Immunoglobulin replacement is frequently associated with adverse reactions which are commonly managed by changing the route or rate of administration, premedication, or changing products. Some patients with life-threatening reactions to replacement do not respond to these interventions. We present two cases where alternative methods are used to prevent life-threatening reactions to immunoglobulin replacement.

Patient 1 is a 36-year-old female with a humoral immunodeficiency and a history of chronic spontaneous urticaria but no history of anaphylaxis. She was started on IVIG 600 mg/kg every 4 weeks, which she initially tolerated for multiple months. She then developed urticaria, dyspnea, and chest tightness within 60 minutes of starting an infusion. Pretreatment with IV corticosteroids, antihistamines, infusion rate reduction, IVIG brand changes, and switching to subcutaneous replacement did not prevent anaphylaxis. Based on her history of chronic urticaria and now immunoglobulin replacement induced anaphylaxis, she was initiated on omalizumab 300 mg monthly. After three months of therapy, IVIG was restarted which has been tolerated without further reactions.

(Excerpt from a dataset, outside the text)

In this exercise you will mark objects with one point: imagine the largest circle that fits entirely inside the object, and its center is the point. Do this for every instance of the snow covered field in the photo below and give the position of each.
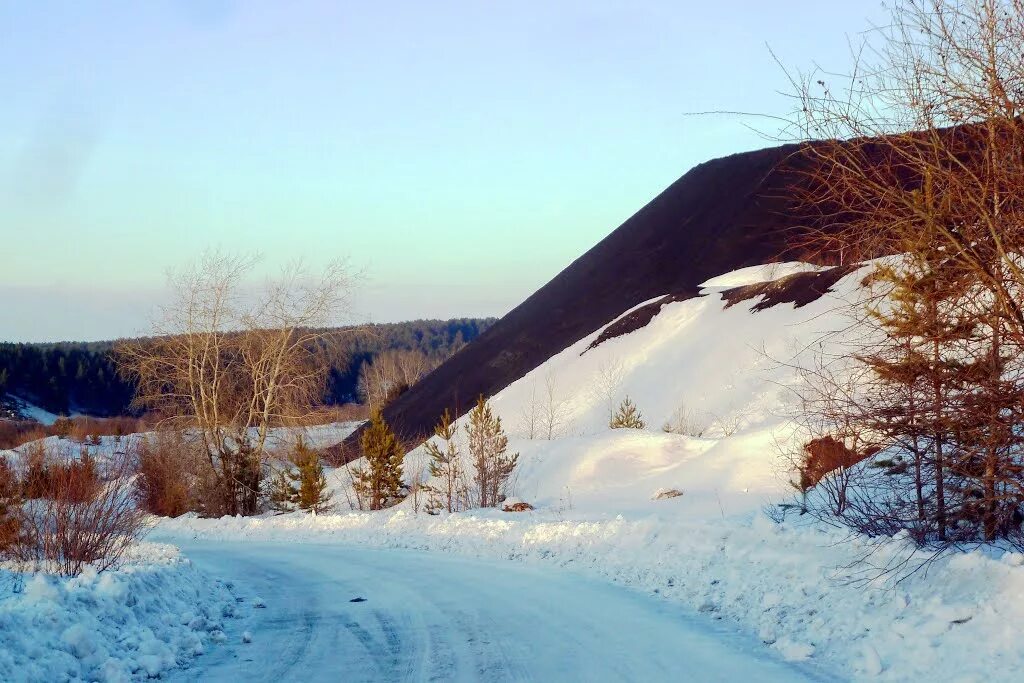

Patient 2 is a 49-year-old male with a humoral immunodeficiency. IVIG 600 mg/kg every 4 weeks was initiated and initially tolerated but multiple months into therapy he developed urticaria, chest pain, dyspnea, and mental status changes near the end of his infusions with one reaction requiring mechanical ventilation. He had no benefit with the management changes previously noted or with increasing the frequency of IVIG administration to decrease the amount of IVIG administered per infusion. Because the reactions appeared to be dose-dependent as he did not react until the end of infusions, he was switched to daily dosing of SCIG with 1/28 of the monthly dose administered daily and has tolerated this with no reactions.

Our findings showcase that adverse reactions to immunoglobulin replacement therapy that are not responsive to conventional management may be effectively treated by considering specific patient features and possible pathophysiologic mechanisms; reactions that are consistent with mast cell–mediated processes may respond best to anti-IgE therapy, while those with dose-dependent mechanisms may benefit from low-dose daily dosing to avoid dose thresholds triggering a reaction.